I wanted to design a program for corporate leaders to improve self-belief within their teams. I had the ingredients roughly mapped out, so my focus was to pressure-test those early thoughts and form a polished program that addressed the specific needs of larger organisations.
In the months leading up to this task, I noticed a consistency in my conversations with corporate leaders. Some of their team members exhibited fear-driven behaviours, and they wanted to support those people to shift gears and be more confident.
Behaviours like:
- struggling to make decisions
- becoming anxious under pressure
- avoiding challenging situations
- refusing to take on stretch roles
- sustaining unhealthy work practices
- staying silent when they want them to contribute ideas, or
- questioning their value and abilities.
Options exist for addressing some of these behaviours, but each has limitations. One-on-one or small group coaching works well but is cost prohibitive and logistically challenging at scale.
Motivational speakers at a conference do a great job of spiking self-belief, but the results fade back at the office.
Well-being, mentoring and other personal development programs are also fantastic, but the person must be willing to opt in, and often, their self-doubt holds them back from doing that. Management and time constraints can also inhibit their ability to participate.

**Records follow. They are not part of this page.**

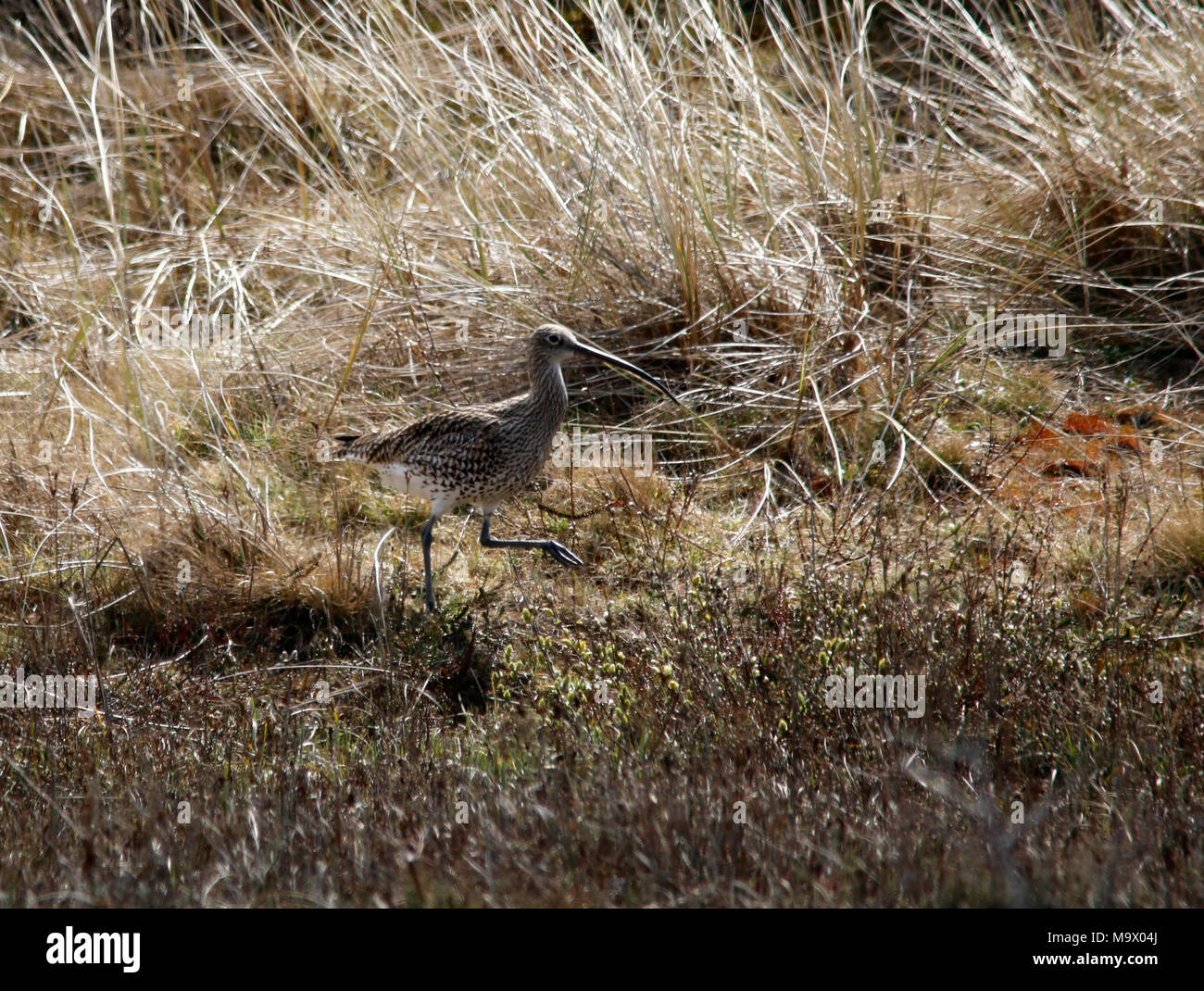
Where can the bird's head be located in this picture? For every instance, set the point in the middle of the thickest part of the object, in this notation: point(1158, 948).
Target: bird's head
point(554, 344)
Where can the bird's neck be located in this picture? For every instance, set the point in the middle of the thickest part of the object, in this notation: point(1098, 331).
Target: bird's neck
point(548, 394)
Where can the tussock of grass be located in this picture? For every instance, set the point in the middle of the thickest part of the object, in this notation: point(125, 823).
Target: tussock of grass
point(790, 221)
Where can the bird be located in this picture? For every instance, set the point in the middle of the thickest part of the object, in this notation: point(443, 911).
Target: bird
point(484, 454)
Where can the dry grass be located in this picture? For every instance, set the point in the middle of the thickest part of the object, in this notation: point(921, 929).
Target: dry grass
point(793, 221)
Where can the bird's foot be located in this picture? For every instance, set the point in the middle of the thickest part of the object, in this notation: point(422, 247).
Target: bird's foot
point(562, 554)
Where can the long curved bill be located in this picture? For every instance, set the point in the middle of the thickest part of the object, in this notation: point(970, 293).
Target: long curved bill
point(618, 362)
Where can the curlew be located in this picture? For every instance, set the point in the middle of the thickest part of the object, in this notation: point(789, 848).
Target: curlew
point(483, 454)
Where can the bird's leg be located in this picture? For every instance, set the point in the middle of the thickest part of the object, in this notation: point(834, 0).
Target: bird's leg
point(428, 536)
point(555, 550)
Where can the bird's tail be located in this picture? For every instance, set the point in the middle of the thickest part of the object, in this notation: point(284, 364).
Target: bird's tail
point(336, 448)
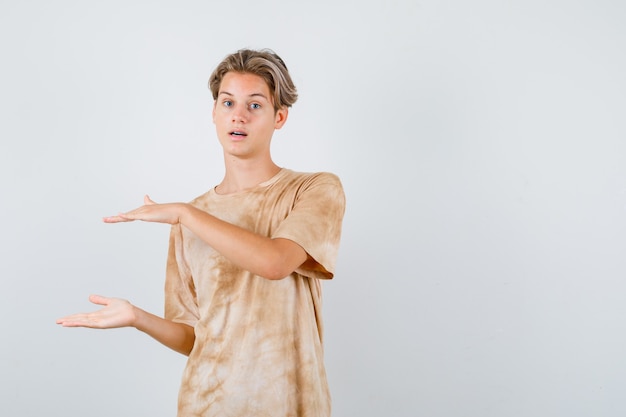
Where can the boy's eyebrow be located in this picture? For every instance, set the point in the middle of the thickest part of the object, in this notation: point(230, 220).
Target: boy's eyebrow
point(251, 95)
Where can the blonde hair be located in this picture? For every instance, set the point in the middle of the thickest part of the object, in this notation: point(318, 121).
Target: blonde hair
point(264, 63)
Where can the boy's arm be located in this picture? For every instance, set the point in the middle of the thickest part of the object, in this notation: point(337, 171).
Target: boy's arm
point(120, 313)
point(263, 256)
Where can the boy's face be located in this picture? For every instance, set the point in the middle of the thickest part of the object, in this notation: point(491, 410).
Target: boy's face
point(244, 116)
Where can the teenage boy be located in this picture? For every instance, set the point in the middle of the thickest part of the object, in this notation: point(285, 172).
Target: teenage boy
point(242, 286)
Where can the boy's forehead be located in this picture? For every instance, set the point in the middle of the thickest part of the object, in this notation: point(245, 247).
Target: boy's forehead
point(243, 83)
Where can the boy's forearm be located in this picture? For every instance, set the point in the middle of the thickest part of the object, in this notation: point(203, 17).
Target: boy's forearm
point(263, 256)
point(176, 336)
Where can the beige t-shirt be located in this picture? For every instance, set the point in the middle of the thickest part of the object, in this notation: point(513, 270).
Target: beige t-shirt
point(258, 349)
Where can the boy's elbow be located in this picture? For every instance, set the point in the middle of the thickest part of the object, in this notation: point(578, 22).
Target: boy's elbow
point(276, 272)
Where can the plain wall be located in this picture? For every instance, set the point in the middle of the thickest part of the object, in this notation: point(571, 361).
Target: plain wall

I spotted the gap in solutions some time ago. The recent conversations motivated me to finally commit to writing Inside A Bold Mind’s Corporate Program.
‘Kill Your Darlings’ Proved Truthful, Again
‘Kill your darlings’ is one of my favourite quotes from Stephen King’s A Memoir of The Craft. He wasn’t the first to coin the expression, but it was the first time I read it.
Have you ever had an idea you truly loved? They frequently emerge when I’m writing or designing a new strategy or product. Stephen King says it’s easy to become too attached to those early good ideas, and you need to be willing to wipe them out to make way for the great ideas that come later.
Stephen King’s advice proved invaluable yet again.
My aim in writing the first draft of the IABM Corporate Program was to get something written, knowing it would be ugly and jagged.
Writing a first draft is like throwing clay onto the potter’s wheel. I end up with a lump of clay, not a finished pot, but the clay must be on the wheel before I can start creating something functional and beautiful.
Getting the lumpy ideas out of my head and into a document gave me the advantage of objectivity. I could then see the shortfalls that required more work. For instance, it became apparent that I wrote the first draft from the perspective of what I wanted to do rather than the client’s point of view.
I shifted the point of view in the second draft, and the document flowed much better. My lump of clay began shaping into a pot.
I shared drafts three and four with my trusted inner circle. They challenged my ideas and pushed my thinking more. Better words and concepts emerged to explain the images I held in my head.
With each round good ideas were scrapped to make space for great ones.
My Patience is Growing
Patience is not one of my natural virtues. Learning to sit with a project long enough to write multiple drafts has been a long process.
In my ideal world, I would nail the perfect document in the first round. Apart from freeing up time to do other things, it would also prove that I do, in fact, have hidden genius. It’s just taken me 52 years to unleash the beast.
But of course, the flaw in that masterful plan is that geniuses earn their status by persisting through countless drafts. Day after day, they dig away layers of dirt and debris to reveal the gold nugget underneath. People rarely remember a genius’s digging. They only remember the gold discovered.
During this project, I’ve gained a richer appreciation of the creative process. I’ve become confident with scrapping what I’ve created and starting afresh.
I’m learning to dig deeper and relax while doing it. Of that, I feel proud.